A Mônica pousou a cabeça no travesseiro e deixou os pensamentos a invadirem.


Não sabia o que acontecera com o mercenário que contratara, ainda assim estava
arrependida de tê-lo empregado; seus filhos puderam ter corrido riscos desnecessários,
riscos que ela por sempre detestaria. Nesse momento dava igual se o cabra fugira ou não
conseguira chegar perto por causa do atraso, o que importava era que o idiota ainda estava
no caminho e com ele aí, ela não poderia afastar as crianças. Nos sonhos encontraria a
resposta, saberia o que fazer, sempre achava as soluções lá, pois existe razão para as
coisas feitas pelo coração, só faz falta saber encontrá-la. Devagar fechou os olhos e a
realidade foi sumindo, até a calma apoderar-se de tudo.

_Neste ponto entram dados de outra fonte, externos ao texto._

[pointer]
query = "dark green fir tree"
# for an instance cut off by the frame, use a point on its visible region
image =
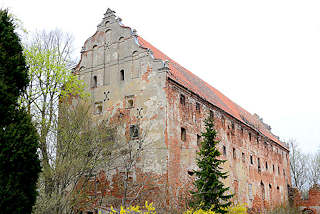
(19, 162)
(211, 192)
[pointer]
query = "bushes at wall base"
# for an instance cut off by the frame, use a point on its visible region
(234, 209)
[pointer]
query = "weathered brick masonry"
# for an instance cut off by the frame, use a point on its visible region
(311, 204)
(129, 77)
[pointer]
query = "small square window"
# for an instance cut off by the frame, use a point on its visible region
(182, 99)
(129, 101)
(183, 134)
(134, 131)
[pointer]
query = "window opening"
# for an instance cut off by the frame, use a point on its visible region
(198, 107)
(198, 140)
(95, 82)
(266, 165)
(211, 114)
(122, 75)
(182, 99)
(183, 134)
(134, 131)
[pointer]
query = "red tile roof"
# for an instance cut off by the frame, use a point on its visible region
(189, 80)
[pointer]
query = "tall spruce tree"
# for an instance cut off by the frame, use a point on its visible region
(19, 163)
(211, 192)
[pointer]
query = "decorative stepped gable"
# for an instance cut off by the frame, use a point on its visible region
(192, 82)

Frente a ela aparecia o trapaceiro, o mesmo criminoso que ela tinha pagado para
matar o Edu, caminhando devagar pelo corredor da casa. Portava um rifle e via-se a
convicção que tinha, era imparável. Chegou à porta desejada, abriu-a lentamente e
percorreu uns passos. Apontou, atirou.

Abriu os olhos, mas não quis se levantar, ficou deitado e viu que horas eram. O
relógio marcava as duas, o coração batia forte, o susto remanescia no seu corpo. O
Eduardo dormira quinze horas seguidas.